I got Jenny’s approval and sent out the invite. It was completely embraced by my friends here. We had a great turnout. I unloaded my studio onto the grass in my backyard. I provided a small drum set, electric guitar, bass guitar, a finger piano and my soundlab. I was a little preoccupied with checking and double checking everything the night before that I forgot to check the mm-cc.org forum for any uploaded samples to play with.
Sunday morning, people started arriving and I was still hooking things up. At first, I felt a bit self-conscious because I really didn’t know how to get the ball rolling. It takes a lot of confidence to get up there and start it off. I was pretty busy getting my monome set up. My goal for the monome was to use an app called Mash to sample and loop the various instruments around me. Eventually, I got it working pretty well albeit not perfectly. I had to route the audio out of Mash through a 1/4 inch output of my audio interface and then back into it to go to Ableton, which resulted in a bit of annoying latency.
Eventually, the ball started to roll. It began with experimental noises. Violet, my friend Brandon’s daughter, started by playing around with the Soundlab. Then, I looped some drums she was playing. I didn’t really want to direct anybody because I didn’t want to have expectations of people.
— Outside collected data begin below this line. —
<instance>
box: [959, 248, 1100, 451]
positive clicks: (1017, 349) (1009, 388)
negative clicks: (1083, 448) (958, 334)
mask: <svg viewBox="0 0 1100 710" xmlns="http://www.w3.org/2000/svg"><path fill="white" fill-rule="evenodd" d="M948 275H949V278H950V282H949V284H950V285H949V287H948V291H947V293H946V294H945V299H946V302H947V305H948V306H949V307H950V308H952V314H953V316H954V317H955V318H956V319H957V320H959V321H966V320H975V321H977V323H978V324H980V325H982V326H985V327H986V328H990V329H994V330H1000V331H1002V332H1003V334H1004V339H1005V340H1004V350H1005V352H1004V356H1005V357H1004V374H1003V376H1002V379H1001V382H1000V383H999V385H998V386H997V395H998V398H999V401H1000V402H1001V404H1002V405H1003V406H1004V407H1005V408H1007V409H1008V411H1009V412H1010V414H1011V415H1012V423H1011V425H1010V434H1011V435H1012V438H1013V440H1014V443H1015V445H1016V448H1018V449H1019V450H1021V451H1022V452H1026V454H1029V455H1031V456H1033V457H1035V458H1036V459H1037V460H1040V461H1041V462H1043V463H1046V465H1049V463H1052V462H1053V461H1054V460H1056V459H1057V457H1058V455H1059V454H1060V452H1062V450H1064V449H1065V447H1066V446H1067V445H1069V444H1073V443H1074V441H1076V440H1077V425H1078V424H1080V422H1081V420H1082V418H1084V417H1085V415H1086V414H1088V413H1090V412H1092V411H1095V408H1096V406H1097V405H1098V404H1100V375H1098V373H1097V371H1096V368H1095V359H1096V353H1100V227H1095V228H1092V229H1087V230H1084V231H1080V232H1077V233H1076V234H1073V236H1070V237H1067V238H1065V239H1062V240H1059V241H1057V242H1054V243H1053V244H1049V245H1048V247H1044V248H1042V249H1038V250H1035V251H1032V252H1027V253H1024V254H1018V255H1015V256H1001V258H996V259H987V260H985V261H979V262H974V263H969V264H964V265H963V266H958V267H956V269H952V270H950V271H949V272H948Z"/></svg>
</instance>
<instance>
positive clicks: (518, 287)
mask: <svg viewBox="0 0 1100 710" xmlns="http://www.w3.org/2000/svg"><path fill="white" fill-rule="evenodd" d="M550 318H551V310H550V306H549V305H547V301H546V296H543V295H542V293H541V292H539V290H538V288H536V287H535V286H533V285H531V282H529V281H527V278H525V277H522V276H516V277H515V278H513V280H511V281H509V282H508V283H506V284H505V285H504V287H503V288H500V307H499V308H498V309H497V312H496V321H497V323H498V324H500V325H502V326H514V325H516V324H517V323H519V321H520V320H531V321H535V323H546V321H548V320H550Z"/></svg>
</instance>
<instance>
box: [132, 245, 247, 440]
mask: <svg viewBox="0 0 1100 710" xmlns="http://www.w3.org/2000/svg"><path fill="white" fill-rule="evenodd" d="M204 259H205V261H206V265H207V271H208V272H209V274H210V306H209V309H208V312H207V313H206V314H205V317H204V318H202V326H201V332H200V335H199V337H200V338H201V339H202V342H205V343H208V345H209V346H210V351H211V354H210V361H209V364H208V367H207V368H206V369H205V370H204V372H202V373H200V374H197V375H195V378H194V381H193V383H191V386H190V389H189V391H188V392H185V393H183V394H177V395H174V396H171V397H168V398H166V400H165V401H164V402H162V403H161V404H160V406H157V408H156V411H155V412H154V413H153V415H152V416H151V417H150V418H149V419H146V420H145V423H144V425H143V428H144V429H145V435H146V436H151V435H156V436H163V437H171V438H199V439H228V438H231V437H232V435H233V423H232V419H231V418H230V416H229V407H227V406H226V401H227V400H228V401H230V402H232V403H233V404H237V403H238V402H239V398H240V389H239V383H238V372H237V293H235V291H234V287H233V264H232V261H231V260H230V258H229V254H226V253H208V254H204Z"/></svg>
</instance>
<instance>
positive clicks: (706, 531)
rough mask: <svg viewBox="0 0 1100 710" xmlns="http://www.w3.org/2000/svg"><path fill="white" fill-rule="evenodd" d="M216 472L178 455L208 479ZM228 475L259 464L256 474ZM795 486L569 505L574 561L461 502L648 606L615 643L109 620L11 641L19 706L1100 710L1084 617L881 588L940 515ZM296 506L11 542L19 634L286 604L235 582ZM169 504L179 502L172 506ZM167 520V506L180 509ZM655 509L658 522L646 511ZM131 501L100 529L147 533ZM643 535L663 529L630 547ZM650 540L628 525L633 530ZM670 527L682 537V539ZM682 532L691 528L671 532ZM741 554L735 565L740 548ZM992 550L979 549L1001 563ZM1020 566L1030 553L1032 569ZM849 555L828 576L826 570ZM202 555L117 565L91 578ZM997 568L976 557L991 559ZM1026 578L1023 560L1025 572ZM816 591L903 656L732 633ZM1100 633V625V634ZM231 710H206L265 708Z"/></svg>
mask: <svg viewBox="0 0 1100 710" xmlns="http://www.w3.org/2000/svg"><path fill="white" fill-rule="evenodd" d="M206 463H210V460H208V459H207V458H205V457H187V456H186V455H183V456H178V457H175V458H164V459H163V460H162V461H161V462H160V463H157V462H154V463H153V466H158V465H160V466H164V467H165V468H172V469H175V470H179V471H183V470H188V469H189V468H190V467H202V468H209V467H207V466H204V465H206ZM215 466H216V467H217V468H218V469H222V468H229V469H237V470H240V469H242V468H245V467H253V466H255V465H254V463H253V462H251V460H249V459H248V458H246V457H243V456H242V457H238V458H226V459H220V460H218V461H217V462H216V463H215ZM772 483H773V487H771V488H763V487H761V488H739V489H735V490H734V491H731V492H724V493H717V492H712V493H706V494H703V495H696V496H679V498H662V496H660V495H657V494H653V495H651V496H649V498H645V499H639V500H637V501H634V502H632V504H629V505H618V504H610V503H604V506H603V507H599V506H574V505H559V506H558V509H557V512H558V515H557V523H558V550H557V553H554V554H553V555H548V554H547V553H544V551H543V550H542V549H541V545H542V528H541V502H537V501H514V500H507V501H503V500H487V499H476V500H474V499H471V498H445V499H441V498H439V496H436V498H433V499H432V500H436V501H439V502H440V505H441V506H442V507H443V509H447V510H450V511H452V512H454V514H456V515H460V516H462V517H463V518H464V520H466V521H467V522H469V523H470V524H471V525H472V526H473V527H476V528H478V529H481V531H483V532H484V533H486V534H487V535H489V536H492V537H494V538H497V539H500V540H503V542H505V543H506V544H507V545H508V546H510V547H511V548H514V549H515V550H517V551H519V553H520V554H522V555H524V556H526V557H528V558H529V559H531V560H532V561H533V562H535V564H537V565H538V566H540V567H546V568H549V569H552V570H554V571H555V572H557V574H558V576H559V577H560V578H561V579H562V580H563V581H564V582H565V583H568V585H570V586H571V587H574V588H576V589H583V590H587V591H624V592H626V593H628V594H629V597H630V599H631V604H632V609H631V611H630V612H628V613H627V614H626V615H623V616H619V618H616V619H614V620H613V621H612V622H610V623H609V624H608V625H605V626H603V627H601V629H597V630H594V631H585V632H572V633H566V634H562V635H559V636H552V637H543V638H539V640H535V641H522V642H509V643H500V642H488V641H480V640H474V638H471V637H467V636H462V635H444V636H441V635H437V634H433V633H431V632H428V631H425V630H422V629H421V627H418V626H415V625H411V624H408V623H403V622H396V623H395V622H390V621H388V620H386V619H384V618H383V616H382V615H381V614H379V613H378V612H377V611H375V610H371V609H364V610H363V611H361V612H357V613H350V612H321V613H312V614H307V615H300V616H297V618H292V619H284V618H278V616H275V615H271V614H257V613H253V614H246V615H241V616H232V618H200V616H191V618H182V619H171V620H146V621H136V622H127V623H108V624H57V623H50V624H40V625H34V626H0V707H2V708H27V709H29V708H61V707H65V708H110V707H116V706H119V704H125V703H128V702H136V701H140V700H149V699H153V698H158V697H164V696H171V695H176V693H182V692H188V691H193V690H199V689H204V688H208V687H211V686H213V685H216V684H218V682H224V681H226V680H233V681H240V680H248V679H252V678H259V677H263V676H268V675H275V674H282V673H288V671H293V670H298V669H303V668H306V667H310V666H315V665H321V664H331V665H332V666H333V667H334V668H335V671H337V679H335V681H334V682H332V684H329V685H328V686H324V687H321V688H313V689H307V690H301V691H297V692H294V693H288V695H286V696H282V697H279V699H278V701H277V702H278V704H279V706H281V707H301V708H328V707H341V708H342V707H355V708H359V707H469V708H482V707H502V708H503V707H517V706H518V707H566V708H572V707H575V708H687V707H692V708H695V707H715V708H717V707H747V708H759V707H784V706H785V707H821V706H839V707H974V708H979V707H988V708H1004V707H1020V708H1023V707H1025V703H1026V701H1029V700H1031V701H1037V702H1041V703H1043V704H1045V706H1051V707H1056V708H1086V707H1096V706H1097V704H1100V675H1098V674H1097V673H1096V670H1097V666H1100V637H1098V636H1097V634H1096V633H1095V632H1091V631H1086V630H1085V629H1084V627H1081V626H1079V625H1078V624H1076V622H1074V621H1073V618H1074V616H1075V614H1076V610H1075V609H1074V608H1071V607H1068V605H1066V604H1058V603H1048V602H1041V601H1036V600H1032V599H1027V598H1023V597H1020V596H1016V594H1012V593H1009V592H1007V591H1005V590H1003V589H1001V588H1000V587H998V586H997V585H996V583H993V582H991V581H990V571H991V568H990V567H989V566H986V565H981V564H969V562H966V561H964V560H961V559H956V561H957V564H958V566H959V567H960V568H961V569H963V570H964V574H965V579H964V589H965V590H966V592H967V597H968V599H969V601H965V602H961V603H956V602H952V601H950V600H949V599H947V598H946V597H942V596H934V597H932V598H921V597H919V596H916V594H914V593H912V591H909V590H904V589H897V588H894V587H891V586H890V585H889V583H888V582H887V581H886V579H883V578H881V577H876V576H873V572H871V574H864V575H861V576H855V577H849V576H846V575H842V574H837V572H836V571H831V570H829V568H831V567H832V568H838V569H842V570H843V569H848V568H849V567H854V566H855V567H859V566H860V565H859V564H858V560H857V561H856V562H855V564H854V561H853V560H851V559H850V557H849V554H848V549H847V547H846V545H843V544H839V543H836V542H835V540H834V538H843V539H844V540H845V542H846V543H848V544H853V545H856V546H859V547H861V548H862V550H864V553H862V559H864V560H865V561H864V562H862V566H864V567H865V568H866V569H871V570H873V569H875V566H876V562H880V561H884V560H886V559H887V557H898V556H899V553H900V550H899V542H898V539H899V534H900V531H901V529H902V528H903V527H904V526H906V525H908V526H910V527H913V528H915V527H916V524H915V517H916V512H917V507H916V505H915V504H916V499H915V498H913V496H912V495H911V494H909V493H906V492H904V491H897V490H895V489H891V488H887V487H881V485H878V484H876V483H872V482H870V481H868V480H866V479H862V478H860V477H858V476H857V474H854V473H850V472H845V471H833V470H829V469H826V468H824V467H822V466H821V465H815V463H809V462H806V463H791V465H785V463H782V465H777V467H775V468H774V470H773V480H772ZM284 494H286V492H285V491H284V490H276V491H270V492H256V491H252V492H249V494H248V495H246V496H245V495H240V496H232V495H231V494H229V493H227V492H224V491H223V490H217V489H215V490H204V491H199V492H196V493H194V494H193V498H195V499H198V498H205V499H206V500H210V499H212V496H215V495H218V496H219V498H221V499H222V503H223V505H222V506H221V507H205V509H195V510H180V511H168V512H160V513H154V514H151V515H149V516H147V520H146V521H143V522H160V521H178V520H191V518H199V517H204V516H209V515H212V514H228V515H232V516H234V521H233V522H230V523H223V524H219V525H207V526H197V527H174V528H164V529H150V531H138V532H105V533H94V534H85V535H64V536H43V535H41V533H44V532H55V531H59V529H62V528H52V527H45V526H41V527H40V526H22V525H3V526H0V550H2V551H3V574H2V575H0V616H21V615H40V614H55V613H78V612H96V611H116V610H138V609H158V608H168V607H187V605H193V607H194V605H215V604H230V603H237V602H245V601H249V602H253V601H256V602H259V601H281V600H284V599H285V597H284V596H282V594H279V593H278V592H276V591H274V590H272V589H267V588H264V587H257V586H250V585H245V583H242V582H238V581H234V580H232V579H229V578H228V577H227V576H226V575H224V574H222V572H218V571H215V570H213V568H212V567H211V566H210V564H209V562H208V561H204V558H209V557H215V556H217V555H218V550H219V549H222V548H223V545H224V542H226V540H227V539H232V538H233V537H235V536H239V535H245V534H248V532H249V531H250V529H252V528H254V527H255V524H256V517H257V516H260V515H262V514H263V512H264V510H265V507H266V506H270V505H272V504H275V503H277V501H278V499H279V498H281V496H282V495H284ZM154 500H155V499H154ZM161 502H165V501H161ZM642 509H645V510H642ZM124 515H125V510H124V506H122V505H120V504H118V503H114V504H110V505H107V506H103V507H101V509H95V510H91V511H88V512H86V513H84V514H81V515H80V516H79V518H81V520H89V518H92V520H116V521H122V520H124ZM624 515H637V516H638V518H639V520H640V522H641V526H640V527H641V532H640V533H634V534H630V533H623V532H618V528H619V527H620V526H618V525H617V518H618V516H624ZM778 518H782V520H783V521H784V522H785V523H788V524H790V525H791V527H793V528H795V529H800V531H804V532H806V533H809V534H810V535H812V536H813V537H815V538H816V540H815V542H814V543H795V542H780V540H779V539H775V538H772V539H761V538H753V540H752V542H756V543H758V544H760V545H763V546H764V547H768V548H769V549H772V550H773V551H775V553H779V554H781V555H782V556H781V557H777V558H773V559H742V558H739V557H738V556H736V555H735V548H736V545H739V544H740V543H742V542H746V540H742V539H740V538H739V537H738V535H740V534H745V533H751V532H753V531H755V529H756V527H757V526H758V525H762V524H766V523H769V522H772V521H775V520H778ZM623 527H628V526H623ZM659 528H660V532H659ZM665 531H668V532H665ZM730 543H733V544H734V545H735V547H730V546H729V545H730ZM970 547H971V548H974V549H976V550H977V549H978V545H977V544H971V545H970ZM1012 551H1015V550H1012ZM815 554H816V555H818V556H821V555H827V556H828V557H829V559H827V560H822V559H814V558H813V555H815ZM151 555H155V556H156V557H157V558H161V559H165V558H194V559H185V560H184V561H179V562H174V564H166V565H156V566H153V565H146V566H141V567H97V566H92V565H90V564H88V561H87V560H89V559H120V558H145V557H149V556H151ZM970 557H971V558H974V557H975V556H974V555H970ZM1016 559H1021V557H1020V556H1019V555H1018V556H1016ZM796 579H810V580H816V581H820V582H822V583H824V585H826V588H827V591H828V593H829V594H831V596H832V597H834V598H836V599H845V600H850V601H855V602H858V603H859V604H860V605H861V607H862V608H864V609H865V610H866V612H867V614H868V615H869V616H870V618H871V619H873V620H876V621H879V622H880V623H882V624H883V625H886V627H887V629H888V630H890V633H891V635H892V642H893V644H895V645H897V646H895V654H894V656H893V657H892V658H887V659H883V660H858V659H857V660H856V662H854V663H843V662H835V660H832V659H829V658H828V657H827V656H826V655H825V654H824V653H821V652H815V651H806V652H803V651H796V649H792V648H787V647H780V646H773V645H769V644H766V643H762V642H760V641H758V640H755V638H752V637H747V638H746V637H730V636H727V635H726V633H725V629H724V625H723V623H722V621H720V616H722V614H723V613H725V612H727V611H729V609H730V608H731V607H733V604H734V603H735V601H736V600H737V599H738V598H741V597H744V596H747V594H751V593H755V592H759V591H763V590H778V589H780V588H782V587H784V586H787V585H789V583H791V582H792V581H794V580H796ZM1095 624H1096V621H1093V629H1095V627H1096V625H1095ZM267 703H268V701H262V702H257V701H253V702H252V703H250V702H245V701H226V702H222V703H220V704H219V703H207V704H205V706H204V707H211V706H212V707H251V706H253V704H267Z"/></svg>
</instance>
I wanted, first and foremost, for people to enjoy the coffee and the company. The music would hopefully materialize on it’s own.
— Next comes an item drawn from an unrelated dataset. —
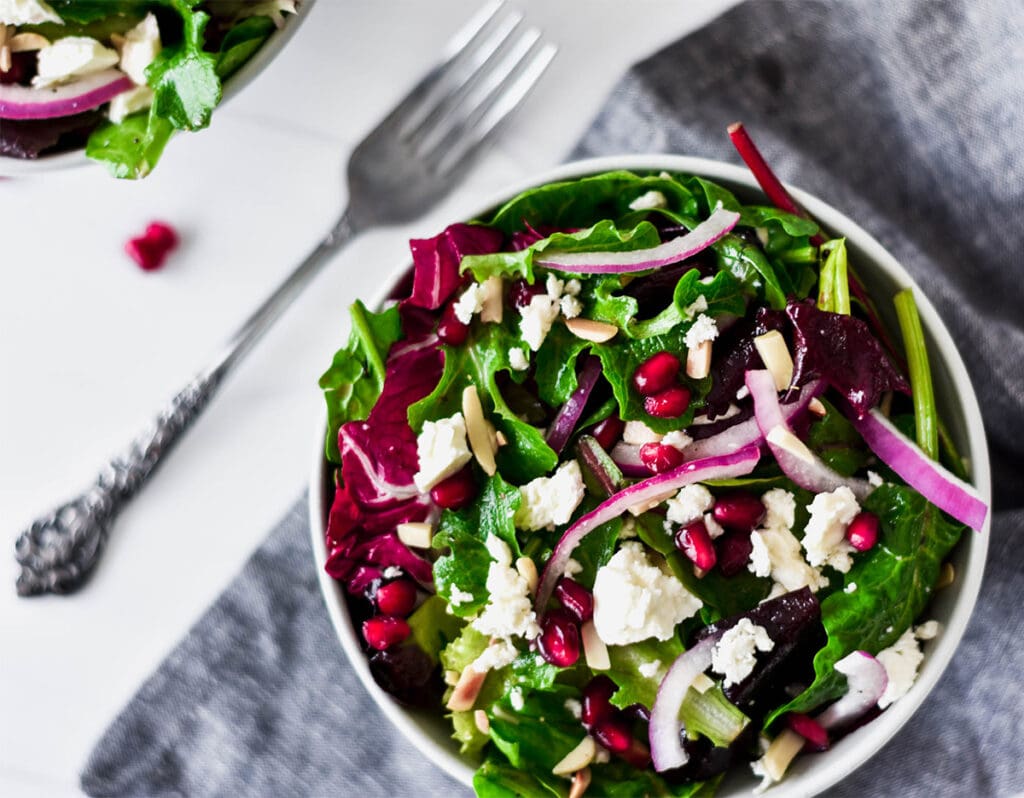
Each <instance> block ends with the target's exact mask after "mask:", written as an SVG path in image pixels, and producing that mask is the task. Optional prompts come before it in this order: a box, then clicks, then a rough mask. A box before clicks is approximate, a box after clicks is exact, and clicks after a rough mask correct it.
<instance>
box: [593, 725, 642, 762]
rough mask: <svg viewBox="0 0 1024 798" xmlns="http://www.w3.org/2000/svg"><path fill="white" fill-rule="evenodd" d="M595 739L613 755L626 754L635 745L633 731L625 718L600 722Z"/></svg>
mask: <svg viewBox="0 0 1024 798" xmlns="http://www.w3.org/2000/svg"><path fill="white" fill-rule="evenodd" d="M592 733H593V734H594V739H595V740H596V741H597V742H598V743H600V744H601V745H602V746H604V747H605V748H606V749H608V750H609V751H610V752H611V753H613V754H625V753H626V752H627V751H629V750H630V748H631V747H632V745H633V731H632V730H631V729H630V725H629V723H628V722H627V721H626V720H625V719H624V718H618V717H610V718H604V720H601V721H598V722H597V723H596V724H595V725H594V730H593V732H592Z"/></svg>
More people began to arrive and eventually we had a serious mix of instruments. Brandon brought a Banjo-tar and accordian. My buddy Danny brought his upright bass. My pal Reuben brought a cool circuit bent toy. Finally, my friend Larry brought a bunch of sweet world percussion items as well as a jaw harp.
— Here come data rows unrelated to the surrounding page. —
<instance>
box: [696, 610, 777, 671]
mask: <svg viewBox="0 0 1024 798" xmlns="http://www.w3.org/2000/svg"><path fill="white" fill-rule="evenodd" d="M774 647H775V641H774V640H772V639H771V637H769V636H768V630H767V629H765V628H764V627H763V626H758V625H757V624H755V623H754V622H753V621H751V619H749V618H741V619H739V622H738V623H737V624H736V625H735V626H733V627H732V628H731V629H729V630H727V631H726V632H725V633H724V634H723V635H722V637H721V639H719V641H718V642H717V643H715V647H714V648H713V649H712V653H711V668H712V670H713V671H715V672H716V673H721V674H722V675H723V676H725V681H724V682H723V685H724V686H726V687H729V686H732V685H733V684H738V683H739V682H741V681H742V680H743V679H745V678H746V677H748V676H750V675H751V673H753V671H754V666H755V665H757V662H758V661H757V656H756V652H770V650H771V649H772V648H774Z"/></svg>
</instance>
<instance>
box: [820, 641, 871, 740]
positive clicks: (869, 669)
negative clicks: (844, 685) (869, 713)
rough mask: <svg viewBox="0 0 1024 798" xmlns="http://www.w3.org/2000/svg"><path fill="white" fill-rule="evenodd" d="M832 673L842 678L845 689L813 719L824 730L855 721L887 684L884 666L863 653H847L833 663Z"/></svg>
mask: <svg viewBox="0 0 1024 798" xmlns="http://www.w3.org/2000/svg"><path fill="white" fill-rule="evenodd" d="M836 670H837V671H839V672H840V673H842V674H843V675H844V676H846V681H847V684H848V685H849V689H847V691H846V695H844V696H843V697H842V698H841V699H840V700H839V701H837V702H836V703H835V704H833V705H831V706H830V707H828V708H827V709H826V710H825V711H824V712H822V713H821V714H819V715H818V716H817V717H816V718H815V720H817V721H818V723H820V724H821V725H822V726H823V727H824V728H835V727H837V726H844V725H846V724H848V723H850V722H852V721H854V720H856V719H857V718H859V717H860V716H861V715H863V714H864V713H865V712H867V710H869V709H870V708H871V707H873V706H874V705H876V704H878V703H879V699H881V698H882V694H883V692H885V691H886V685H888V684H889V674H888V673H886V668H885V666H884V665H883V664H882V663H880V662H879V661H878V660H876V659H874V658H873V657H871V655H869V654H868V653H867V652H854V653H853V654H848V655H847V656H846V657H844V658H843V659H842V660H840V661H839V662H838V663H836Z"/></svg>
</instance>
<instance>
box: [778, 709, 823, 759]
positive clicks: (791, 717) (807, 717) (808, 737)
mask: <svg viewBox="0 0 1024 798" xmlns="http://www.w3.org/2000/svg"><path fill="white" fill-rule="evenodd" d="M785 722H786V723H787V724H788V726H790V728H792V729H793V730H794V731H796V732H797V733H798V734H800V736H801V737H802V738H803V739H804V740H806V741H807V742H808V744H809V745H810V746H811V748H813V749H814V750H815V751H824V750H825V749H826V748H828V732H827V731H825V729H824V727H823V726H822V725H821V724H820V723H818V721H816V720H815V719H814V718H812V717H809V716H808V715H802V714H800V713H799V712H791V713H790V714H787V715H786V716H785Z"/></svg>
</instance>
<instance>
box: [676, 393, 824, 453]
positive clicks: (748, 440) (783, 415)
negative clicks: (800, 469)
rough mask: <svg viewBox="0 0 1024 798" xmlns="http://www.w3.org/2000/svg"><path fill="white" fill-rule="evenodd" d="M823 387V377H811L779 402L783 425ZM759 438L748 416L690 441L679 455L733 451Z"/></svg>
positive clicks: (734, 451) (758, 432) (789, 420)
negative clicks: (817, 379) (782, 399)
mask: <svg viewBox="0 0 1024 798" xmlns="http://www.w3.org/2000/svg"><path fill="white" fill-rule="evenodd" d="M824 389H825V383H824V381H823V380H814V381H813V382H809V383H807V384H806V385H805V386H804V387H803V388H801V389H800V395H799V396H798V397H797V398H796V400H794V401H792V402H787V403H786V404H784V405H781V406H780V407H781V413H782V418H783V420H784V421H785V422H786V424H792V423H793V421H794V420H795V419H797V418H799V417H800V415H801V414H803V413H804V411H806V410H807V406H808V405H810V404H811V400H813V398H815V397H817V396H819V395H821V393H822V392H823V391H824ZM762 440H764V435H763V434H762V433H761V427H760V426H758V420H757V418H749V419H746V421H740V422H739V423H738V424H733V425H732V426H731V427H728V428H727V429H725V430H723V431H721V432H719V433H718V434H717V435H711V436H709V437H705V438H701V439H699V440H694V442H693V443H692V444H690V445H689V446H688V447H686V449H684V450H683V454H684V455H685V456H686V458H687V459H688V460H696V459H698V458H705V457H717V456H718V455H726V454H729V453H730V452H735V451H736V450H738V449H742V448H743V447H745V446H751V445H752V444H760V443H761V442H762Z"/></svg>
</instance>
The real music started when my friend Wendy began playing the Banjo-tar into my monome and I began looping some of her licks. It’s the first bit you will hear at the beginning of the video below. It’s funny to me because she says to Jeff, “I’m pretending to be a musician” and I recorded that and looped it. I felt like that was the perfect comment to get captured and turned into the music itself.
As the day went on we had lots of nice musical moments. I recorded as much of it as I could. I’m lucky because a lot of my friends are really talented musicians and they are also lovely open minded people. It takes participation to make something like this work and I owe them a lot of gratitude for being a part of it.
Eventually, the crest of the morning crashed in a rousing bluegrass hoedown jam with Banjo-tar, upright bass, drums and monome. It was awesome! June was running around and dancing on the lawn.
I’m looking forward to continuing this as a tradition and seeing how the music evolves and how people enjoy the company. I hope it grows from here.
After it was all over I had to sift through all the recordings and make the video. I was so wrapped up into the monome that I didn’t take a single picture or capture a single video. I know some friends did but I figured I should look elsewhere for footage to cut to. I decided to download a bunch of random videos from Archive.org.
I cut the recordings into a sort of medley of the days melodies and edited it all to the random archive footage. It turned out pretty awesome in the end. I dig the music and I dig the visuals. There is a bit of comedy in there as well.
Oh well, I hope you enjoy my addition to the Morning Music & Coffee Consumption tradition. I’m sure you’ll see more of it as time goes on.
Comments
7 responses to “Morning Music & Coffee Consumption”
florida to cali: music, coffee, friends, and fun. great start dude! so glad you’re in on this.
so awesome! i want to do this!
You totally should Watson! It would be awesome to see more of it happening all over.
Looks like fun
watson, shoot me an email at smyth@mm-cc.org + we’ll set up a sunday morning in the near future for you to host it.
great post…..also, what’s up with that baby doll?